Il y a quatre-vingt dix ans, Lindbergh volait d'un seul trait de New York à Paris dans son Spirit of St. Louis. Un exploit si médiatisé qui fit oublier qu'il avait des précédents.

Le Spirit of St. Louis, qui a transporté Charles Lindbergh de New York à Paris en 1927, est présenté au Bourget.
Le Spirit of St.

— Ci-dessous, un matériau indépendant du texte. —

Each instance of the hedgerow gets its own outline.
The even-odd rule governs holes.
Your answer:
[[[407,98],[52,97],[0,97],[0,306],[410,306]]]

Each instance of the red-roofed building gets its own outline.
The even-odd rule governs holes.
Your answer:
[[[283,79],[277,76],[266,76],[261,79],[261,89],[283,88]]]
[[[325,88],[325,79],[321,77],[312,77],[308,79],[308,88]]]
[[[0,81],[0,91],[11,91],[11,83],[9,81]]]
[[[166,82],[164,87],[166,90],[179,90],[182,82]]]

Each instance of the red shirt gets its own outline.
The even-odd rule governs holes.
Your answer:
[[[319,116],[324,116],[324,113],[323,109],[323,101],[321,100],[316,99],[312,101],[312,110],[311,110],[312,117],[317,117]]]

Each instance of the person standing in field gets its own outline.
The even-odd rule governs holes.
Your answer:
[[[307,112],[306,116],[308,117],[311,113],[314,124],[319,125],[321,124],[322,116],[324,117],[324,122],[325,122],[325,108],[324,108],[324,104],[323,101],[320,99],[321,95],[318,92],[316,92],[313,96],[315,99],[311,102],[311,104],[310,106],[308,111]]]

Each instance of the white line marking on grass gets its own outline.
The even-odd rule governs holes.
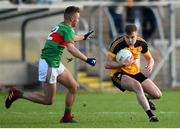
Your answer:
[[[59,115],[60,113],[58,112],[2,112],[2,114],[19,114],[19,115],[24,115],[24,114],[50,114],[50,115]],[[107,114],[107,115],[114,115],[114,114],[138,114],[142,112],[74,112],[76,114],[81,114],[81,113],[88,113],[88,114]],[[180,112],[157,112],[157,114],[180,114]]]

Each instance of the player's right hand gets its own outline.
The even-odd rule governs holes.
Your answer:
[[[96,59],[95,58],[87,58],[86,63],[88,63],[91,66],[96,65]]]
[[[87,34],[84,35],[83,40],[92,38],[93,33],[94,33],[94,30],[89,31]]]
[[[128,66],[128,65],[132,64],[133,61],[134,61],[134,56],[131,56],[131,57],[128,57],[128,58],[123,62],[123,64],[124,64],[125,66]]]

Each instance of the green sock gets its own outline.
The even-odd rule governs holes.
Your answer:
[[[71,108],[66,107],[66,108],[65,108],[65,112],[71,112]]]
[[[23,97],[24,92],[22,90],[19,90],[19,96]]]

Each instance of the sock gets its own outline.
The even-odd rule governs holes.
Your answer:
[[[19,96],[23,97],[24,92],[22,90],[19,90]]]
[[[71,108],[68,108],[68,107],[65,108],[64,117],[65,117],[65,118],[70,118],[70,117],[72,117],[72,115],[71,115]]]
[[[151,118],[152,116],[154,116],[154,114],[152,113],[151,110],[147,110],[146,113],[147,113],[147,115],[148,115],[149,118]]]

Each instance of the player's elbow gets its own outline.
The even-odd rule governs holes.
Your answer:
[[[111,67],[110,67],[110,65],[109,65],[108,63],[106,63],[106,64],[104,65],[104,67],[105,67],[105,69],[111,69]]]

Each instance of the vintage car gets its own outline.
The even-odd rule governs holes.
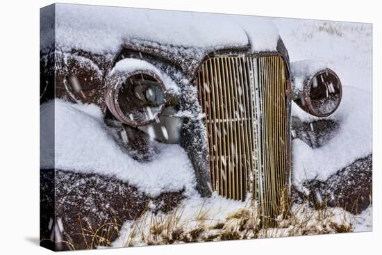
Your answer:
[[[326,66],[291,69],[267,18],[168,13],[42,9],[40,103],[98,106],[137,161],[155,160],[151,139],[181,145],[201,195],[251,194],[273,219],[291,192],[291,103],[324,129],[341,101],[340,79]]]
[[[56,15],[56,41],[50,48],[44,42],[42,48],[42,101],[60,98],[97,104],[108,124],[121,127],[121,142],[128,140],[139,149],[138,160],[151,160],[144,133],[160,142],[178,143],[193,163],[200,194],[209,196],[216,190],[229,199],[244,199],[250,192],[265,215],[280,213],[291,185],[291,101],[313,115],[330,115],[342,95],[333,71],[316,69],[294,77],[288,51],[274,34],[276,29],[258,17],[233,18],[238,22],[235,33],[244,36],[240,43],[235,38],[220,44],[222,38],[216,38],[215,44],[211,40],[206,45],[192,45],[193,40],[190,45],[165,45],[155,39],[140,40],[138,32],[136,36],[118,35],[119,47],[100,54],[76,43],[89,40],[99,47],[94,33],[107,28],[102,24],[107,19],[100,18],[88,28],[80,20],[96,15],[97,6],[51,8],[51,13],[43,14]],[[113,10],[117,17],[132,12],[119,8],[103,15]],[[64,15],[69,17],[64,19]],[[204,18],[204,14],[197,15]],[[208,19],[208,28],[218,26],[219,19]],[[249,26],[251,22],[253,27],[248,31],[240,26],[247,22]],[[263,26],[260,33],[258,26]],[[190,33],[189,26],[181,27],[181,35]],[[84,38],[76,37],[80,32],[58,35],[74,30],[83,32]],[[193,31],[192,35],[201,38],[206,30]],[[73,44],[67,38],[60,41],[65,36],[73,38]],[[264,41],[269,44],[263,45]],[[294,86],[294,79],[302,85]],[[174,83],[176,92],[172,88]]]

Louis, qui a transporté Charles Lindbergh de New York à Paris en 1927, est présenté au Bourget. © AFP / PIERRE ANDRIEU

Les faits sont là, et personne ne les a jamais contestés : il y a 90 ans, les 20 et 21 mai 1927, Lindbergh traversait l’Atlantique à bord de son monomoteur Spirit of St. Louis. Il reliait New York à l’aéroport du Bourget, près de Paris, en 33 heures et 20 minutes. Pour autant, fut-il celui qui ouvrit cette voie aérienne ? Pas vraiment, en fait. Tout périlleux qu’ait été son voyage de plus de 5 800 kilomètres, réalisé en solitaire au-dessus de l’Atlantique nord, Charles Lindbergh a été précédé dans son exploit.

Un mystère français

On évoque régulièrement la mystérieuse disparition de L’Oiseau blanc, piloté par Charles Nungesser et François Coli, à proximité de Saint-Pierre-et-Miquelon le 8 mai 1927. Si leur aéronef avait été retrouvé, les deux Français, vivants ou morts, auraient effectivement minoré – à 12 jours près – l’exploit de Lindbergh, qu’ils tentaient en sens inverse, de Paris à New York. Seulement voilà, même si des documents attestent de l’amerrissage de L’Oiseau blanc entre Terre-Neuve et l’État américain du Maine, nulle trace ne vient confirmer sa position effective. Nulle trace ne vient donc confirmer l’exploit.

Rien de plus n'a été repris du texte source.